Facebook Confronts Senators Furious About Instagram’s Risks

Posted

WASHINGTON — Facebook Inc.’s head of global safety faced tough questions from lawmakers who accused the company of prioritizing profit and growth over the health of its youngest users. 

Senators at a hearing Thursday seized on Facebook’s internal research about the mental health effects of its platforms, arguing the social media giant can’t be trusted to act in the best interest of children and teens. Sen. Richard Blumenthal said Facebook has “chosen growth over children’s mental health and well-being, greed over preventing the suffering of children.”

“Facebook has shown us once again that it’s incapable of holding itself accountable,” Blumenthal said. 

Facebook’s Antigone Davis said the company uses its own studies and works with outside experts to develop tools to keep young users safe on its platforms, give parents more safety options and prevent people younger than 13 from lying about their age to create accounts. 

“It’s why we conduct this research: to make our platforms better, to minimize the bad and maximize the good, and to proactively identify where we can improve,” Davis said in her prepared remarks. “Facebook is committed to building better products for young people, and to doing everything we can to protect their privacy, safety, and well-being on our platforms.”

The hearing follows reporting by The Wall Street Journal that Facebook understood the negative effects Instagram has on young users, including anxiety, depression and suicidal thoughts, and yet downplayed the research. Almost a third of young teen girls with body image issues told Facebook that scrolling through Instagram made those issues worse, according to documents reviewed by the newspaper. 

The Journal also detailed how Facebook is aware that millions of celebrities get special treatment for questionable content, human traffickers actively use the platform, and an algorithm change fueled increasingly divisive posts. The Journal series has reignited anger in Washington at the social media giant, although lawmakers are still far from passing proposed legislation aimed at the platform.

“You’ve lost the trust and we do not trust you,” Tennessee Sen. Marsha Blackburn, the panel’s ranking Republican, told Davis.

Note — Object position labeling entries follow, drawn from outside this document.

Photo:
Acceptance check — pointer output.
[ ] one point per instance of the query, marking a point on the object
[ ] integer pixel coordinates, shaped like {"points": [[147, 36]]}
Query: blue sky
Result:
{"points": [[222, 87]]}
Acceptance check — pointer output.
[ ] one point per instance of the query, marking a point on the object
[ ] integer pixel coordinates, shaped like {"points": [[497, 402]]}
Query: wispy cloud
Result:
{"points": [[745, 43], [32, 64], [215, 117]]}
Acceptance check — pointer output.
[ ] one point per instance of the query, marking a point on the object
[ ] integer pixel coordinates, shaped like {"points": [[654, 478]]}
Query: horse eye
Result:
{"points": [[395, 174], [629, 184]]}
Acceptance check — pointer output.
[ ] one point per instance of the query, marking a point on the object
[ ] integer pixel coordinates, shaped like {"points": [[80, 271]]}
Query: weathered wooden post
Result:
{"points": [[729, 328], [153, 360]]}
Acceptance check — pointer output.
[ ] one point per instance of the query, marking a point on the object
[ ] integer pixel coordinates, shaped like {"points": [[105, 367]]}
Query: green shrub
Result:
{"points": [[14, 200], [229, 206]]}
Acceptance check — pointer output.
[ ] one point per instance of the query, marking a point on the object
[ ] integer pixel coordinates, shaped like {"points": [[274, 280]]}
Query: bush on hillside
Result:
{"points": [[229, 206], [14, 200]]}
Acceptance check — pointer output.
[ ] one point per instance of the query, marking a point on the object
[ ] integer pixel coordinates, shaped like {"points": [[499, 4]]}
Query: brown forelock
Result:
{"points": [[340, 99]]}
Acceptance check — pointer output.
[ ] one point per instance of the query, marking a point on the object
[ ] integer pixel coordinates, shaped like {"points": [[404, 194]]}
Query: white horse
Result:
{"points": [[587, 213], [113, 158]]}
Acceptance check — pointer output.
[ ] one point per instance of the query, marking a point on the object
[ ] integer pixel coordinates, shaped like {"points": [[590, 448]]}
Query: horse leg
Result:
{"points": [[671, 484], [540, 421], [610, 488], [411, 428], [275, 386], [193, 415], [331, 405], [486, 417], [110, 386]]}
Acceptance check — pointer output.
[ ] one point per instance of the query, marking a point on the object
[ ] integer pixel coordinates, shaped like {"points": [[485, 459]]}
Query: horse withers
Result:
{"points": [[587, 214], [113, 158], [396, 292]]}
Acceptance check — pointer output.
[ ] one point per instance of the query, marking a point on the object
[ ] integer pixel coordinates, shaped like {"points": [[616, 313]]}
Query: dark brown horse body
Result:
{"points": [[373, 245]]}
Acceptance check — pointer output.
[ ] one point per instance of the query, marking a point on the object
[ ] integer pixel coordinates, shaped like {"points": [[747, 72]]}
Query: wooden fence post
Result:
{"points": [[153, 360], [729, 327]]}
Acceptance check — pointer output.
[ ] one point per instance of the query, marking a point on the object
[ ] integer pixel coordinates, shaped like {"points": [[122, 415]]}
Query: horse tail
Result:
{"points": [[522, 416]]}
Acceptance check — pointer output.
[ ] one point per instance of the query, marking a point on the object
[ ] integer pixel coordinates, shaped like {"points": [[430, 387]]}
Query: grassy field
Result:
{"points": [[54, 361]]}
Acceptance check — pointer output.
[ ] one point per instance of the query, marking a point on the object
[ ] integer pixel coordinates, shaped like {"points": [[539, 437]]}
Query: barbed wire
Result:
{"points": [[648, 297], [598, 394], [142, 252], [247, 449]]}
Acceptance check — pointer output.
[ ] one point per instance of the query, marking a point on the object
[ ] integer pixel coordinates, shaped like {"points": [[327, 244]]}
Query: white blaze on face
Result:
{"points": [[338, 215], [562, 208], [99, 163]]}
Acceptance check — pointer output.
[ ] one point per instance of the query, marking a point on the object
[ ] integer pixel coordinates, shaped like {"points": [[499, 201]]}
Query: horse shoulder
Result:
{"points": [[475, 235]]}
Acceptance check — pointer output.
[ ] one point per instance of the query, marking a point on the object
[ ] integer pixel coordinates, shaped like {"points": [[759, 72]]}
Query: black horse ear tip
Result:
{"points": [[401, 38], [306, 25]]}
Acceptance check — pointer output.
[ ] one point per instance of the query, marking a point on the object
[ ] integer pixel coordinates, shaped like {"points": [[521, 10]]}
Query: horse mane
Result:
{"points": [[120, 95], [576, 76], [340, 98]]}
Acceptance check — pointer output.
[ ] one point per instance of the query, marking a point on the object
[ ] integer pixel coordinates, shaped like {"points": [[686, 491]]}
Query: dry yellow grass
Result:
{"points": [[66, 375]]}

Instagram’s head of research, Pratiti Raychoudhury, said in a blog post Sunday that the study quoted by The Journal was a small sample of 40 teens, and most of them reported feeling better in other categories like loneliness and anxiety after using Instagram. Raychoudhury’s post also detailed actions taken to make Instagram a healthier platform for young people, like adding resources for those struggling with eating disorders and removing some content related to suicide. 

The company released two slide decks late Wednesday outlining Instagram’s mixed impact on the way young people feel about themselves. The Wall Street Journal later released additional documents that informed the newspaper’s reporting. 

As part of its response to the fallout from the Journal’s reporting, Facebook announced Monday that it will pause work on a version of Instagram for children. Still, Adam Mosseri, the head of Instagram, said in a blog post that building a version of Instagram designed for children ages 10-12 is still “the right thing to do” to give parents more control. 

Davis said from June to August, Facebook removed 600,000 accounts belonging to children younger than 13. She also said the company is looking for ways to release more of the company’s internal studies and to give external researchers access to Facebook data.

Blumenthal told reporters Wednesday that a pause is “totally insufficient.” 

“It’s a mockery of what they should be doing, which is to say, stop exploiting children and cease abusive practices that put profits over children’s safety,” he said.